Designers of Manchester's iconic 'B of the Bang' sculpture are being sued for £2M because of defects with its trademark spikes.

Manchester City Council issued proceedings against Thomas Heatherwick Studio and its subcontractors Packman Lucas, Flint & Neill, and Westbury Structures for negligence and failure to meet their contract, following a series of failures on the sculpture.

The 56m high structure stands next to the City of Manchester Stadium and consists of 180 spikes, the longest 35m and the shortest 2.5m. Each spike is bolted and then welded to the central core mounted on five converging legs.

Twelve of the spikes have had to be removed over the last two years for testing or as precautionary measure on public safety grounds after defects were discovered.

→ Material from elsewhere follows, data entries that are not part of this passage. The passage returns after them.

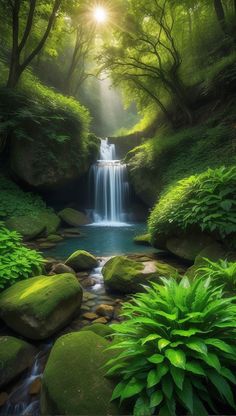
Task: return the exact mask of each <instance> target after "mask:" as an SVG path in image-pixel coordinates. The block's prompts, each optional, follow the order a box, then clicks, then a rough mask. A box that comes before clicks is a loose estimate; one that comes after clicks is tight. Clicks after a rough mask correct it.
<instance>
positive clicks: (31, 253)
mask: <svg viewBox="0 0 236 416" xmlns="http://www.w3.org/2000/svg"><path fill="white" fill-rule="evenodd" d="M21 241H22V239H21V236H20V234H18V233H17V232H15V231H9V230H8V229H7V228H5V227H4V225H3V223H0V289H4V288H6V287H8V286H11V285H12V284H14V283H16V281H18V280H23V279H27V278H28V277H32V276H36V275H39V274H40V273H41V272H42V265H43V262H44V260H43V257H42V256H41V255H40V254H39V253H38V252H37V251H35V250H30V249H28V248H26V247H24V246H23V245H22V244H21Z"/></svg>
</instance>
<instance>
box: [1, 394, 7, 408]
mask: <svg viewBox="0 0 236 416" xmlns="http://www.w3.org/2000/svg"><path fill="white" fill-rule="evenodd" d="M8 398H9V395H8V394H7V393H6V392H5V391H3V392H2V393H0V407H2V406H4V404H5V403H6V402H7V400H8Z"/></svg>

The first spike fell off the £1.4M sculpture in January 2005, two weeks before it was unveiled.

Preliminary laboratory investigations suggested that the spike had failed in a circumferential weld region and site investigations showed that the potential problem affected 53 of the 180 spikes. The design team also monitored the movement of the spikes to confirm that their behaviour was as predicted by calculations.

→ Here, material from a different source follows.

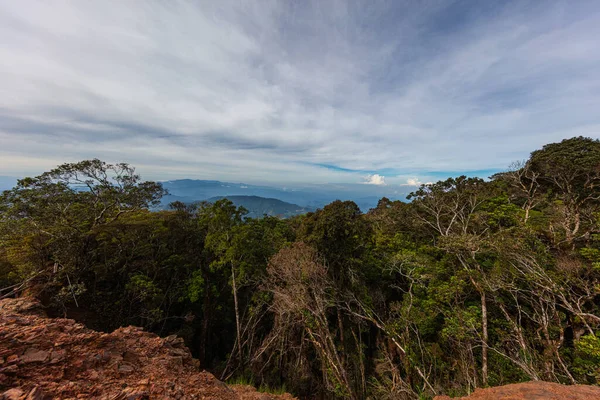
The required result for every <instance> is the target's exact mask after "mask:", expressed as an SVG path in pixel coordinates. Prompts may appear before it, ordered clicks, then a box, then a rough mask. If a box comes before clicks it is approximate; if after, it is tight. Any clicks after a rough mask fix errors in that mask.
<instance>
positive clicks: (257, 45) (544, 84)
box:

Based on investigations by Arup, Manchester City Council estimates remedial works will cost up to £2M.

Consultant Flint & Neill undertook structural design checks and acted as specialist wind consultant during construction.

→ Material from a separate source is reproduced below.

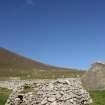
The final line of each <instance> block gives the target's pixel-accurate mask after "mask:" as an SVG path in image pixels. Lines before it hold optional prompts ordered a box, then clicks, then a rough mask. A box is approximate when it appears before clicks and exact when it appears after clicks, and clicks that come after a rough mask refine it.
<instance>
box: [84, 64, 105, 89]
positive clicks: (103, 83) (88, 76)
mask: <svg viewBox="0 0 105 105" xmlns="http://www.w3.org/2000/svg"><path fill="white" fill-rule="evenodd" d="M82 82H83V85H84V87H85V88H86V89H89V90H96V89H105V64H104V63H102V62H96V63H94V64H92V66H91V68H90V70H89V71H88V72H87V73H86V74H85V75H84V76H83V78H82Z"/></svg>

The firm has released a statement claiming that it had offered every assistance to Manchester City Council to resolve difficulties which were not of its making.

However, the council claims the design team has been too slow to provide a solution.

"I want to emphasise the Council's commitment to securing a structurally sound and viable B of the Bang on this site," said Manchester City Council chief executive Howard Bernstein. "The project has taken too long to bring forward. Our forbearance has now been tested to the full."

Papers were lodged in court last week and a hearing is expected to be set for a date in 2008.

Thomas Heatherwick Studio, Packman Lucas and Westbury Structures were unable to comment as NCE went to press


March 2002 Heatherwick Studio chosen to design, construct and install a major piece of public art by Manchester City Stadium to commemorate the Commonwealth games.

January 2005 One part of the structure becomes detached and had to be repaired.

May 2005 A second spike exhibits defects and has to be removed.

September 2007 A further spike exhibits defects and is removed. Nine other spikes are removed for testing as a precautionary measure.